The Louisiana Supreme Court on Tuesday sidestepped a ruling on the constitutionality of legislation that gives victims of childhood sexual abuse a renewed chance to file lawsuits after the usual time limits for such suits have expired.
The ruling had been highly anticipated by advocates for abuse victims, who had hoped the state’s highest court would uphold the constitutionality of legislation passed in 2021 and revised in 2022.
The legislation was passed by lawmakers under the theory that fear and stigma might have kept victims from revealing the abuse as children and into adulthood. Lawmakers debated it against the backdrop of ongoing global revelations of sex abuse of children by clergy.
The Louisiana legislation gives victims until mid-2024 to file such lawsuits if they missed deadlines to file in existing law.
Kathryn Robb, executive director of Child USAdvocacy, a national nonprofit agency that advocates for better child protection laws, decried the ruling as a missed opportunity to uphold the law.

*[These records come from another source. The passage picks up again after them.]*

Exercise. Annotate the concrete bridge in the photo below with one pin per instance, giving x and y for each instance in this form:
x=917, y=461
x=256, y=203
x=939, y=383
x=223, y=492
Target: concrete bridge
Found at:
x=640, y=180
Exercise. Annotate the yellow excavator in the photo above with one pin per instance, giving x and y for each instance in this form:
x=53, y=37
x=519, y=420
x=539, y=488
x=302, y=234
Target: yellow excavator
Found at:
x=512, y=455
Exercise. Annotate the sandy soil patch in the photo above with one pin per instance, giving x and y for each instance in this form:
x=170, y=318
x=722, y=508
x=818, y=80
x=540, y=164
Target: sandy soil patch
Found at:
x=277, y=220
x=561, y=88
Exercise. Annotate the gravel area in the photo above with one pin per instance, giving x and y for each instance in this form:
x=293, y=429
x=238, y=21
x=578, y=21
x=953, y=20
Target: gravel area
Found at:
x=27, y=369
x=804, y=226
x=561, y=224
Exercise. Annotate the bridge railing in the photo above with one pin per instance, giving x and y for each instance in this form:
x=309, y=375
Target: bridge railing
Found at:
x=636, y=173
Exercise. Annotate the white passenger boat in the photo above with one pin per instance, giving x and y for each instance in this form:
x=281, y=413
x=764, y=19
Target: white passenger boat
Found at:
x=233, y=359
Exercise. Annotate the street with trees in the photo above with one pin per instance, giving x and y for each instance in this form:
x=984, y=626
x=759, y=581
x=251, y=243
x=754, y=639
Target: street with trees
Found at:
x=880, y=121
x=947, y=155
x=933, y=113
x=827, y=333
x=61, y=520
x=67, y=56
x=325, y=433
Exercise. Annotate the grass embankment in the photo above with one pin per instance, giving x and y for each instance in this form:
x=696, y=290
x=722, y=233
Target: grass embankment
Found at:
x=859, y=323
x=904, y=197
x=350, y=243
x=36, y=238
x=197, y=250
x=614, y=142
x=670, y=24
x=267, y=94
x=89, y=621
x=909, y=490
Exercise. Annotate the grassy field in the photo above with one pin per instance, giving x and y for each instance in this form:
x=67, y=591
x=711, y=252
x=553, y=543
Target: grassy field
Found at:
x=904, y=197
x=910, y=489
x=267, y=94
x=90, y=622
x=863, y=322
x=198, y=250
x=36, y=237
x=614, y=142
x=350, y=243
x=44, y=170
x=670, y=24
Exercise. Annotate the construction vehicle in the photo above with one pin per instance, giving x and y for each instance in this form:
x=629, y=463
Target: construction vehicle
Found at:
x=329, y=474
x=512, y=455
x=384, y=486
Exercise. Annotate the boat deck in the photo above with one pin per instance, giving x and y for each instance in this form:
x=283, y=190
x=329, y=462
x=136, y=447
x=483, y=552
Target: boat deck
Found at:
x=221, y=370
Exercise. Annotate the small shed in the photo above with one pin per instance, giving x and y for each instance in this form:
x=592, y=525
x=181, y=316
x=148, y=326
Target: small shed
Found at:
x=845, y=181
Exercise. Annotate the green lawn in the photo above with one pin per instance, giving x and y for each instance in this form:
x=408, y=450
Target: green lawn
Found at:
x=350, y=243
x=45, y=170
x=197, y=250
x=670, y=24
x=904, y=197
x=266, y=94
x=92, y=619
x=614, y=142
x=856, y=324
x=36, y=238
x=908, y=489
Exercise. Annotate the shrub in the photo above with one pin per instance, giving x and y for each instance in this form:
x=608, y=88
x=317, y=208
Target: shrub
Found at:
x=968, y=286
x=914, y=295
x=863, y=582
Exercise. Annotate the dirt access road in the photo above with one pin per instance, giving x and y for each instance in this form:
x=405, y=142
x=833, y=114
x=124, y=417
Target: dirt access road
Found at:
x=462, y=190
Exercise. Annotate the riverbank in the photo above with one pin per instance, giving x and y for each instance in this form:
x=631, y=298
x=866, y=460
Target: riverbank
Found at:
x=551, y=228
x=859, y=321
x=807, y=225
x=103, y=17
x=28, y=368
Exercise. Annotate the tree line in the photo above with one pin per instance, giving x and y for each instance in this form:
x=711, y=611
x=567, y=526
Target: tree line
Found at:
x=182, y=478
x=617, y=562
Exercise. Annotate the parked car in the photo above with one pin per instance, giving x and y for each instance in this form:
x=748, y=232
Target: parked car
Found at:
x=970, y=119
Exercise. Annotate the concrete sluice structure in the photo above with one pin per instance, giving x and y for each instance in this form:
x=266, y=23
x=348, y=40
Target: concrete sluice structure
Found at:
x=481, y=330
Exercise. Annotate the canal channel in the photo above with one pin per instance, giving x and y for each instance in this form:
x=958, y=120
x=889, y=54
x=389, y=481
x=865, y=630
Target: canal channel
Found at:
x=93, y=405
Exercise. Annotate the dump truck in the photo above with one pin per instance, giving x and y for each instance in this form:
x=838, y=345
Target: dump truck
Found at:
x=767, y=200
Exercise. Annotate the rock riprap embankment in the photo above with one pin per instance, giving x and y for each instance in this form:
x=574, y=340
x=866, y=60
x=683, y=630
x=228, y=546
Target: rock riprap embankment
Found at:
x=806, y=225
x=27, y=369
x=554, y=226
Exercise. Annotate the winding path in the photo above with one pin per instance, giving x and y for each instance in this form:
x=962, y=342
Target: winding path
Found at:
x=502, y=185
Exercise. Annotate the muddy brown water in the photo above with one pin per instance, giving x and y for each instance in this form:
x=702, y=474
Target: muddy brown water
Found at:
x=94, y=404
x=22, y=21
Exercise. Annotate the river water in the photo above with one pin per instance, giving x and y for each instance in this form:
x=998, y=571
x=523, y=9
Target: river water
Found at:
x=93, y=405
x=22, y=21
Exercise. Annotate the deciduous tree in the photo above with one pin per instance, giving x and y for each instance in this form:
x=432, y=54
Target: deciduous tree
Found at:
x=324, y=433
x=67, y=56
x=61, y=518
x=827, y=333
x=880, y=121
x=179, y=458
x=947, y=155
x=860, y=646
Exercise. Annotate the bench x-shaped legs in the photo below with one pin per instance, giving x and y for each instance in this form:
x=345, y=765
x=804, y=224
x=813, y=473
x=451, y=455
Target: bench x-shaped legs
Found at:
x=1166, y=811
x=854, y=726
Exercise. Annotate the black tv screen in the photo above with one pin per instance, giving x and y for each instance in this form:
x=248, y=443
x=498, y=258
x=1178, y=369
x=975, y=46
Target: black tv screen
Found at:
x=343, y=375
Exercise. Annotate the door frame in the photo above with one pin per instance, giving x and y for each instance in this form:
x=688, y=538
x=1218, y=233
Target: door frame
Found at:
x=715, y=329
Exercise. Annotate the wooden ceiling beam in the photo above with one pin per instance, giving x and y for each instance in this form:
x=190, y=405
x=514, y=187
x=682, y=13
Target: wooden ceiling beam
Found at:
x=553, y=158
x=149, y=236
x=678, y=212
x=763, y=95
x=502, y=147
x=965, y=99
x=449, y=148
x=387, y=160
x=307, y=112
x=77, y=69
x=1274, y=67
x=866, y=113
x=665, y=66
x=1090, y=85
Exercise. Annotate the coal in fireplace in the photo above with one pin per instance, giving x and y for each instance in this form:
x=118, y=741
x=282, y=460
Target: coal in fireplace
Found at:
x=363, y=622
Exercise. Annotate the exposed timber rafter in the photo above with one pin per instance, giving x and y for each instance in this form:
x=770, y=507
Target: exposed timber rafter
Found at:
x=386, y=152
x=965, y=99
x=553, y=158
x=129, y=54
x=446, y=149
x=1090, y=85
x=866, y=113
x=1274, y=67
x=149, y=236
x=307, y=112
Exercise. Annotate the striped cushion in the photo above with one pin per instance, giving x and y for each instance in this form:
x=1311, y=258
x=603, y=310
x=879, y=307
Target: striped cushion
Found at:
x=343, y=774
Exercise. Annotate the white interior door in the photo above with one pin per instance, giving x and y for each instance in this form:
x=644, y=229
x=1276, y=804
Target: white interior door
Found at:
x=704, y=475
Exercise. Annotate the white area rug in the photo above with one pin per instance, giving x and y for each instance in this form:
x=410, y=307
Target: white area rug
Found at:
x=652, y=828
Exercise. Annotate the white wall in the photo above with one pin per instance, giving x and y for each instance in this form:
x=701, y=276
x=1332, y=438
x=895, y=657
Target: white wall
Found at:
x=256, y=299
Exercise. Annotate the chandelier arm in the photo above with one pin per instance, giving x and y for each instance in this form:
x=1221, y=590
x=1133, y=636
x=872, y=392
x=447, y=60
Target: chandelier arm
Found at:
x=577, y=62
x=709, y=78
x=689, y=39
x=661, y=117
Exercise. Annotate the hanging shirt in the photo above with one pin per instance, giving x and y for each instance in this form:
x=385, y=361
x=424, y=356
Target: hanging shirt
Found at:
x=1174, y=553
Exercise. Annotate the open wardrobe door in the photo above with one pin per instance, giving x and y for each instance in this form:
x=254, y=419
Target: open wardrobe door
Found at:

“Sadly, they punted it,” Robb said in an interview. “I think this is just going to further injure so many survivors who have been waiting for so long for their day in court, for justice and accountability.”
Robb said 26 states have passed similar “revival” laws granting victims a new chance to sue. She said 12 have been upheld so far.
The Louisiana case involved a man identified in court records only by the initials T.S. He had sued officials of a Catholic school in New Orleans, saying he was sexually abused by a priest there in 1965, when he was 11 years old.
A lower court had ruled against T.S., saying the 2021 legislation reviving his opportunity to sue was unconstitutional. Tuesday’s ruling vacated that decision on what amounts to procedural grounds. The high court said T.S. wasn’t eligible to sue — even under the language of the 2021 legislation — so it is premature to rule on the constitutionality of the law.